Alors on commence par une règle d’équité ? Les femmes qui ont deux ans d’espérance de vie de plus que les hommes devront travailler un an de plus ?
Sur le problème de la pénibilité je ne le vois jamais associé au salaire et autres importants critères compensatoires. Pourquoi ?
Le salaire est adapté par le marché à différents critères tel que les compétences, la performance, la créativité, etc .. mais aussi à la pénibilité.
Les personnes travaillant de nuit ou en équipe ont des compensations par rapport à celui qui fait le même travail de jour.

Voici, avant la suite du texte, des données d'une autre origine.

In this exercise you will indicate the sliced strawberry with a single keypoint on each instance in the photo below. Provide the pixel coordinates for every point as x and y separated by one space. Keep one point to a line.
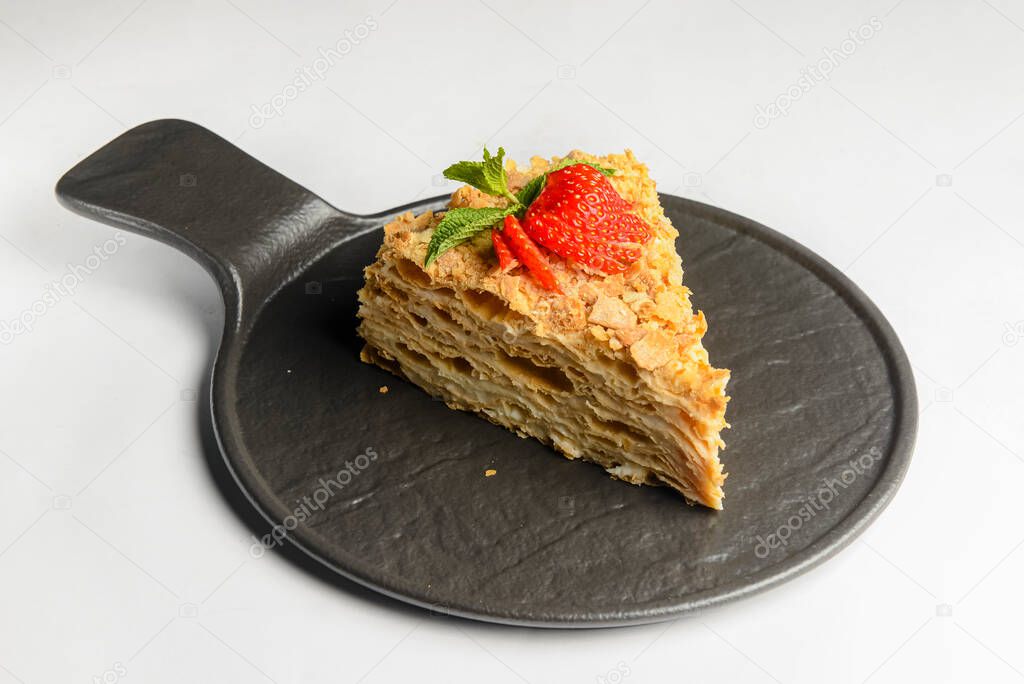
580 216
528 254
505 258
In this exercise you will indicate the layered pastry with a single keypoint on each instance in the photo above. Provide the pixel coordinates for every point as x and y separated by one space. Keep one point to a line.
549 299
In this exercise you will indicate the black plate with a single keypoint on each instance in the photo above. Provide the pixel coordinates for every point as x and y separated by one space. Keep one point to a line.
823 410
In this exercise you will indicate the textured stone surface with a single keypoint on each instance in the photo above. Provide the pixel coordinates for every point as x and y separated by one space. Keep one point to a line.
818 380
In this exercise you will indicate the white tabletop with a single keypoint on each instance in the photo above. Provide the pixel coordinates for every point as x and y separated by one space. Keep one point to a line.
902 165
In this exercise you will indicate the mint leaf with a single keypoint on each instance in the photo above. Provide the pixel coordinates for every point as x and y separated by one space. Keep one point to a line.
487 175
459 225
532 188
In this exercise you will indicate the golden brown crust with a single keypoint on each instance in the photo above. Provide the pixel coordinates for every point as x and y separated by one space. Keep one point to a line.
641 318
651 289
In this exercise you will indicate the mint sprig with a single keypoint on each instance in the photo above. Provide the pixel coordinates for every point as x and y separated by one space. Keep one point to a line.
487 175
459 225
463 223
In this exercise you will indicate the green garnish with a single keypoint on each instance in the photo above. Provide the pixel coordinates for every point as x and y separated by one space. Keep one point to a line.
464 223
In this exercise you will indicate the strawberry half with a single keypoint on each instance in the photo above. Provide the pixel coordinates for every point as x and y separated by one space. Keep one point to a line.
527 253
502 251
580 216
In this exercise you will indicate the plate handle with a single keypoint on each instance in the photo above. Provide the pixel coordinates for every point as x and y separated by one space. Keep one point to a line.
178 182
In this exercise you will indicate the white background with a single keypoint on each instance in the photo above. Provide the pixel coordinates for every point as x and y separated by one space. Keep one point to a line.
118 555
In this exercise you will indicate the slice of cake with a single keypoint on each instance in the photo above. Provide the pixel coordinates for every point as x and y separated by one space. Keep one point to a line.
549 299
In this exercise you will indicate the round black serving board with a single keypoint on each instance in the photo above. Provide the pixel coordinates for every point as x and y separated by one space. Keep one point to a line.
823 410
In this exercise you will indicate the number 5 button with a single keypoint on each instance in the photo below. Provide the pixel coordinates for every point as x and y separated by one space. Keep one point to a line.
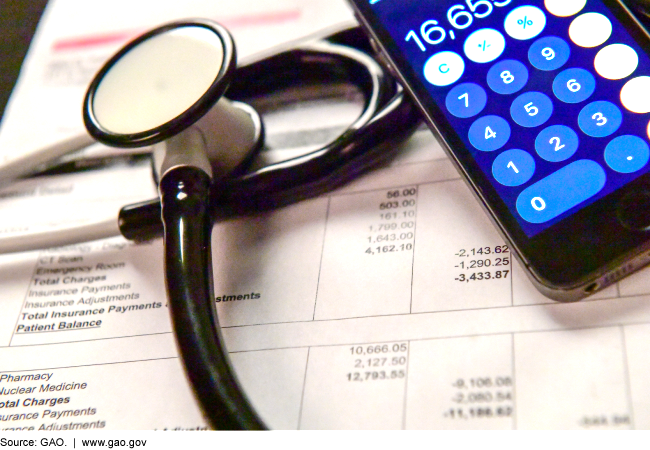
513 167
531 109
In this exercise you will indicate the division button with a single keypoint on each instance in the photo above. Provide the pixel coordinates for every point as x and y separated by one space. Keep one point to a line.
489 133
574 85
600 119
525 22
444 68
590 30
635 95
561 191
556 143
507 76
484 45
627 153
466 100
616 61
531 109
513 167
564 8
549 53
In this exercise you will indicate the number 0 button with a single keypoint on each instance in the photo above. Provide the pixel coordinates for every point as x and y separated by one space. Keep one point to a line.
600 119
531 109
489 133
513 167
466 100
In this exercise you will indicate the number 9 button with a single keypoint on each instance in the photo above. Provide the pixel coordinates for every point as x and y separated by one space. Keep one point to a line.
507 77
548 53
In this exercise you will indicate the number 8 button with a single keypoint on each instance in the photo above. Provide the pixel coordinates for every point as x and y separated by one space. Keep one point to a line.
507 77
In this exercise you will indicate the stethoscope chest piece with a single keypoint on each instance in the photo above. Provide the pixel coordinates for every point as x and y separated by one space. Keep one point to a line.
170 82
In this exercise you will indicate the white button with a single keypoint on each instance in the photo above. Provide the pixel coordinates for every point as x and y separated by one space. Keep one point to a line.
484 45
444 68
564 8
590 30
616 61
525 22
635 95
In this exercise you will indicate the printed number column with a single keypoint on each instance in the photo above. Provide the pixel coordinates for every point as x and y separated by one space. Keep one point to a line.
368 254
357 386
460 260
461 383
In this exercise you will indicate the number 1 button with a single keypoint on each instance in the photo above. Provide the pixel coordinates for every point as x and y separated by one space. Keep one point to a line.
466 100
513 167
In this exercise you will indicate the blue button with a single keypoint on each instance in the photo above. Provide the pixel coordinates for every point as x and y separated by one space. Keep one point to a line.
574 85
531 109
627 154
556 143
507 77
561 191
513 167
600 119
466 100
549 53
489 133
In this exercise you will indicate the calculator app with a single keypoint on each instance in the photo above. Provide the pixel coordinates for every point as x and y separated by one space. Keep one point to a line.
552 98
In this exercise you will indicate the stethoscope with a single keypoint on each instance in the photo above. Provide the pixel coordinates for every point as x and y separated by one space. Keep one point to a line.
165 89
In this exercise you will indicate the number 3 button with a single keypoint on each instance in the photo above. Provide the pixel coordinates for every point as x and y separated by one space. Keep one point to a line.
513 167
600 119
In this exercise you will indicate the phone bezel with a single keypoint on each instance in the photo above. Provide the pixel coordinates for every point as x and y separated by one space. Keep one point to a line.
575 251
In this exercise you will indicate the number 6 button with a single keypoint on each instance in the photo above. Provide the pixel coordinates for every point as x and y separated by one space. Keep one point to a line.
531 109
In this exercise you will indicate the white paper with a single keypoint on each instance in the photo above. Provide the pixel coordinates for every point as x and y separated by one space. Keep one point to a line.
342 312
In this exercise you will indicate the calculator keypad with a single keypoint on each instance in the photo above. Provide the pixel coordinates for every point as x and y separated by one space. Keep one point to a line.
570 180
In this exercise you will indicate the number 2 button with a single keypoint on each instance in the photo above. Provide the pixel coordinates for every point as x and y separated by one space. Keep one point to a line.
466 100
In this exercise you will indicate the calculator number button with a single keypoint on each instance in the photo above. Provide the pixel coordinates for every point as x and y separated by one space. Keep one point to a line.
466 100
561 191
556 143
531 109
574 85
513 167
549 53
489 133
507 77
600 119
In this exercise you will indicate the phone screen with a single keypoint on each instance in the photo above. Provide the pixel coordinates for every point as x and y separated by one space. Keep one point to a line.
550 98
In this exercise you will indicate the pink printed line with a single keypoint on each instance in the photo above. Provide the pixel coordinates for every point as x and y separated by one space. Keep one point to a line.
271 18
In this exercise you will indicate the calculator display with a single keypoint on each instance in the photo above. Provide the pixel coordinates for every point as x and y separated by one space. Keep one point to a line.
551 98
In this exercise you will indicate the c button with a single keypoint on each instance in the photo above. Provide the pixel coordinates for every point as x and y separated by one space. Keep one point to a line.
444 68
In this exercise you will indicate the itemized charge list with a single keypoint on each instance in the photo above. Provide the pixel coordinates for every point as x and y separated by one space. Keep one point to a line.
391 303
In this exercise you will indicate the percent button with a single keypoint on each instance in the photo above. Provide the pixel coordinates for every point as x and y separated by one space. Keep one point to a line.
525 22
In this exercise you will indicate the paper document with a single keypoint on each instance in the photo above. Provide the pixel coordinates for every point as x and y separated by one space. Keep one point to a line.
391 303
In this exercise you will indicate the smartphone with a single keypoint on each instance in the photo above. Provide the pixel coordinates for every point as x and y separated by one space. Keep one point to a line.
544 107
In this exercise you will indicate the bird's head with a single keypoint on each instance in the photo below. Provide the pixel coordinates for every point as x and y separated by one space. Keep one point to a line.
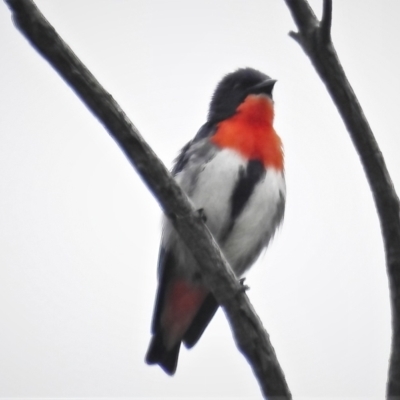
234 88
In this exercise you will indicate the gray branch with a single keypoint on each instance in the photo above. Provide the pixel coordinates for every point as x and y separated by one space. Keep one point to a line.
250 336
315 39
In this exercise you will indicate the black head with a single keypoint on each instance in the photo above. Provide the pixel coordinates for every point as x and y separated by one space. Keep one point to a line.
234 88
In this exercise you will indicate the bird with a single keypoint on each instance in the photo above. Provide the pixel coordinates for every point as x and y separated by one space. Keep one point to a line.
233 171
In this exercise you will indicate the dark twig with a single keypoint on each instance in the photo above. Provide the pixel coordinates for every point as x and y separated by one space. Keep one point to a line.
251 338
326 21
316 42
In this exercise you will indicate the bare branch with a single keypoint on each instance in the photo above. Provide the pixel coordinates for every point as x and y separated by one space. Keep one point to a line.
319 48
326 21
251 338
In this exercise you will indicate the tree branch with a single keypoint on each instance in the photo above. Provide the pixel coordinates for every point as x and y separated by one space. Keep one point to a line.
251 338
315 41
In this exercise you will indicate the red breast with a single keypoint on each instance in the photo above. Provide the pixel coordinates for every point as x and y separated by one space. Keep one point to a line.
250 132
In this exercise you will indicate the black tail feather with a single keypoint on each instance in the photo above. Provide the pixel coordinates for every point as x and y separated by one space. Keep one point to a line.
167 359
201 321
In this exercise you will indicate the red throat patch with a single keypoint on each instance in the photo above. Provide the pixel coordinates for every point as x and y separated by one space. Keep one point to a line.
250 132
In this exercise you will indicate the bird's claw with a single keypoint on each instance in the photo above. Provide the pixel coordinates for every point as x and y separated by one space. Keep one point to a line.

Celui qui est en déplacement ou travaille sur des chantiers à l’étranger par exemple a de nombreuses compensations pour attirer cette main d’oeuvre, c’est la loi de l’offre et de la demande.
Mais en France c’est le mur des lamentations permanent, l’Etat doit tout au citoyen… et l’inverse ?
Des compromis sont toujours possibles et souhaitables. Cependant l’affaire est mal engagée. Sans doute faut-il l’inscrire dans un contexte de doute général face aux évolutions sociales et à un pouvoir qui préfère la manœuvre à la discussion. Lors des accords de Grenelle en 1968, De Gaulle avait dit à Pompidou qui menait les débats, en parlant des syndicats: « ne leur mentez jamais! » Nous sommes dans un tout autre « managment » avec aux manettes l’ex-drh d’Auchan. Le but est de faire plier l’adversaire plutôt que de trouver un arrangement avec lui.
L’objectif est très politique pour Macron : montrer qu’il peut avoir le dernier mot et que par conséquent il est le meilleur garant de l’ordre et de la réforme. Ainsi il compte arriver en bonne position aux présidentielle s’appuyant sur l’électorat conservateur. La lecture de la réforme des retraites -dont la nécessité est controversée- est avant tout politique. C’est en somme l’acte I de la future Présidentielle.
On voit bien avec l’affaire Villani que l’obsession macronienne est de s’inscrire dans la durée: de limiter les dégâts aux municipales puis obtenir un second mandat à la tête de l’Etat. Face à cette détermination les syndicats ne gagneront pas et le mouvement anti-réforme perdra son appui progressivement. Le choix d’une sorte de « guérilla » serait impopulaire. La sortie sera donc délicate. « Il faut savoir arrêter une grève » même si on pense avoir raison.